ARE YOU NOW OR HAVE YOU EVER BEEN A PLAYWRIGHT? "Charles, didn't you say Ralph was always rather... artistic?" "He was willful, stubborn, and this time he went too far. But he was my brother... I will not have you calling him artistic!"

Stanley Kurtz connects the dots swimming before his eyes, and deduces that Hollywood homos are trying to slippery-slope us from gang-marriage to gay marriage, using their most fiendish device -- cable TV:
There’s one late-breaking element of this debate that I think deserves more attention: HBO’s new polygamy drama, Big Love. Newsweek is touting the show, which is scheduled to premiere in March in the slot that follows The Sopranos. Any chance that Big Love is meant to make a statement on the gay marriage debate?
You got it, bro! Just as Dallas was designed to lure Reagan-era Americans into conspicuous consumption, adultery, and shoulder pads, and Seinfeld fiendishly weakened our collective resolve by implanting facile "observations" into the national psyche, leading to 9/11.
It certainly seems possible. One of Big Love’s lead writers, Will Scheffer, is a playwright.
[Sinister music; isn't that Pinter fellow a playwright?]
Scheffer explored themes of gay male identity in “Falling Man, and Other Monologues.” This article makes it clear that a recent staging of that play was designed to make a statement in the battle over same-sex marriage. So it’s suggestive that Scheffer is one of the two creators and executive producers of “Big Love.”
"A recent staging of that play was designed"! Please, nobody tell Kurtz about Orson Welles' "Voodoo Macbeth" -- he'll think Shakespeare was trying to turn us all into zombies.
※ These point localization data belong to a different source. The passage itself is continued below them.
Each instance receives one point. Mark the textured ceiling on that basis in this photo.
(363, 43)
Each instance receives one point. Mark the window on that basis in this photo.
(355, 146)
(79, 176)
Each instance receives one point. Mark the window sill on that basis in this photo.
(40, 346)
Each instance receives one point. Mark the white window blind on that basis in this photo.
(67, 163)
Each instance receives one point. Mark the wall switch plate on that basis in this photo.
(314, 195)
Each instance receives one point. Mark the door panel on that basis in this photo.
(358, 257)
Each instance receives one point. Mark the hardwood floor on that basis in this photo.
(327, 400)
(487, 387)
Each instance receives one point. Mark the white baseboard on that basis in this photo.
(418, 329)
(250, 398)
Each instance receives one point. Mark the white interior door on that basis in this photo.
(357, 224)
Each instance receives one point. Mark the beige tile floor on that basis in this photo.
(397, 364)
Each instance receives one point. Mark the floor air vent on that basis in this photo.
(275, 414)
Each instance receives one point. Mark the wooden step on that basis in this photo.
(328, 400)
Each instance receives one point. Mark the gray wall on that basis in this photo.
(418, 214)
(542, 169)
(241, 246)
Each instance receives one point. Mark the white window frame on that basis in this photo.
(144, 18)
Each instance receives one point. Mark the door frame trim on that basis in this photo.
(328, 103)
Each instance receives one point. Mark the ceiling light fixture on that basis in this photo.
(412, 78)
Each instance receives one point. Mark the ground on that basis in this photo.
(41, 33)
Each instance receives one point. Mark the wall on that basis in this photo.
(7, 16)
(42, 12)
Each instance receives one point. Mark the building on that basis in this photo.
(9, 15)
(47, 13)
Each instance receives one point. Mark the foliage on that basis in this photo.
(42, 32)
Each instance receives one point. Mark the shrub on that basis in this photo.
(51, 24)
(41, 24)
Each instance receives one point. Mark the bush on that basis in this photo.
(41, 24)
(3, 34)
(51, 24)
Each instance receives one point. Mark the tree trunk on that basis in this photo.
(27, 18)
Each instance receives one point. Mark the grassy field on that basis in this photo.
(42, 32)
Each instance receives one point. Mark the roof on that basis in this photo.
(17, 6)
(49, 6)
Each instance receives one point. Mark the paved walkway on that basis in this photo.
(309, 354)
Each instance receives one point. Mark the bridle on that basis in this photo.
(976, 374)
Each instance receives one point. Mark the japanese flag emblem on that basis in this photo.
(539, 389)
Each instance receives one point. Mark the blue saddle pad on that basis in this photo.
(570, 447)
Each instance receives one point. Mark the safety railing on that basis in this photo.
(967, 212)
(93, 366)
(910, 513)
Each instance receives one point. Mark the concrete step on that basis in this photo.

Kurtz's upshot is that "polygamy is being used to legitimate same-sex marriage! In other words, gay marriage and group marriage are mutually reinforcing, and both depend upon the larger view that families ought to be whatever people want them to be."

We know that it is now common practice for conservatives to judge works of art without having actually seen them. Kurtz' latest helps to explain why:

They have no idea what art is. The closest thing to it in their universe is propaganda, so they assume art is just a species of that. (Sometimes they're accidentally right, of course, but having no aesthetics, they cannot make informed judgements.) Therefore any work of art that contains something they find viscerally objectionable -- in Kurtz' case, acts of love that do not involve one man, one woman, and (it would seem) one or fewer orgasms -- is analyzed and denounced as if it were a piece of legislation or a policy paper.

So of course many of them no longer bother to watch the things they denounce: why should they bother?

Another reason to be grateful, folks, in this holiday season: that you don't see the world through so pinched a gaze.